Making Transformers Efficient, an Introduction
Introduction
The introduction of the transformer architecture in 2017 (Vaswani et al. 2017) has revolutionized the field of NLP and has slowly began influencing the field of computer vision by achieving SOTA results on Imagenet (Dosovitskiy et al. 2020) and very recently being used by Deepmind to tackle the problem of protein folding (Jumper et al.2021).
Transformers quickly overtook RNNs and LSTMs for every SOTA benchmark and industry for a number of reasons. Transformers are able to parallelize it’s computation, as opposed to processing inputs one token at a time (sequentially) which meant that Transformers were able to take advantage of modern day deep learning GPUs, and train on magnitudes more of data while taking significantly less time to train. Second, it’s ability to parallelize its computation across multiple GPUs has lead to the creation of insanely massive language models, such as OpenAI’s GPT-3, which has an absurd amount of 175 billion parameters and was trained on over 300 billion tokens (GPT-3 uses sub-word tokenization, meaning words that appear frequently get their own token, and very infrequently used words are broken up into multiple tokens). This has allowed large models to store more information in it’s weights than any previous RNN or LSTM. Lastly, the transformer gives us the ability to use transfer learning to use large pre-trained models from big companies like Facebook and Google and fine-tune them on relatively small labelled datasets (only a few thousand labels needed) whereas previously with RNNs and LSTMs, there was very little flexibility for fine-tuning, and you generally needed to train a model from scratch for each separate domain.
And while the transformer architecture is impressive, we know empirically that we need more data and parameters in order to achieve SOTA performance and achieve good zero-shot classification. Large models, like GPT-3 have demonstrated amazing results in zero-shot learning when scaled directly with parameter size and data size. GPT-3 has 175 billion parameters, and assuming each weight is stored as a fp32 number, that makes the model a staggering 700 billion bytes, or 700 GBs in size to just fit a model on a GPU, not even including the extra VRAM required doing any computation. That means it would take 9 Nvidia A100s 80GB (at ~15k USD/GPU) to just fit the model on.
While transformers have achieved unprecedented levels of performance, they’ve also increased the cost of computation in the order of magnitudes. For context, BERT-large came out at ~300M parameters, people thought it was too big. Fast forward 4 years later, and large models are pushing ~500B parameters, 3 magnitudes larger than BERT-large.

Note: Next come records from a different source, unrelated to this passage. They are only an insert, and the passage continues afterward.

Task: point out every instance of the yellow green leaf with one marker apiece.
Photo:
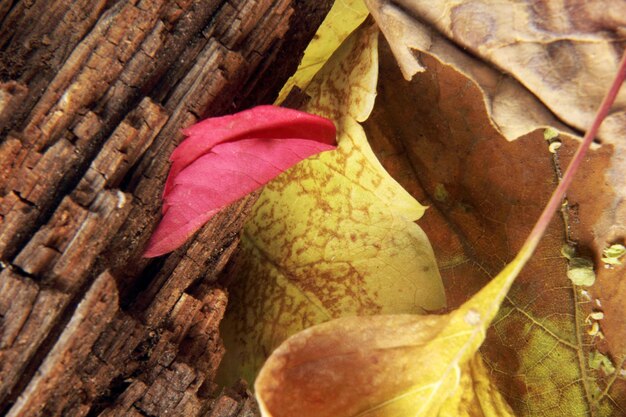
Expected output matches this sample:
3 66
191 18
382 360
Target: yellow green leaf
342 19
477 396
386 366
331 237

Making transformers more efficient (in both memory and compute) makes deep learning more accessible, and enables edge computing on cpus and mobile devices.
DistilBERT
DistilBERT (Sanh et al. 2019), is a BERT based model that is 40% smaller than BERT-base, 60% faster, all the while retaining 97% of the performance. They were able to achieve this through a process called knowledge distillation, where a student model is trained to reproduce the behaviour of a teacher model. They do this by having 3 different loss functions: distillation loss, cosine embedding loss, and masked language modelling loss.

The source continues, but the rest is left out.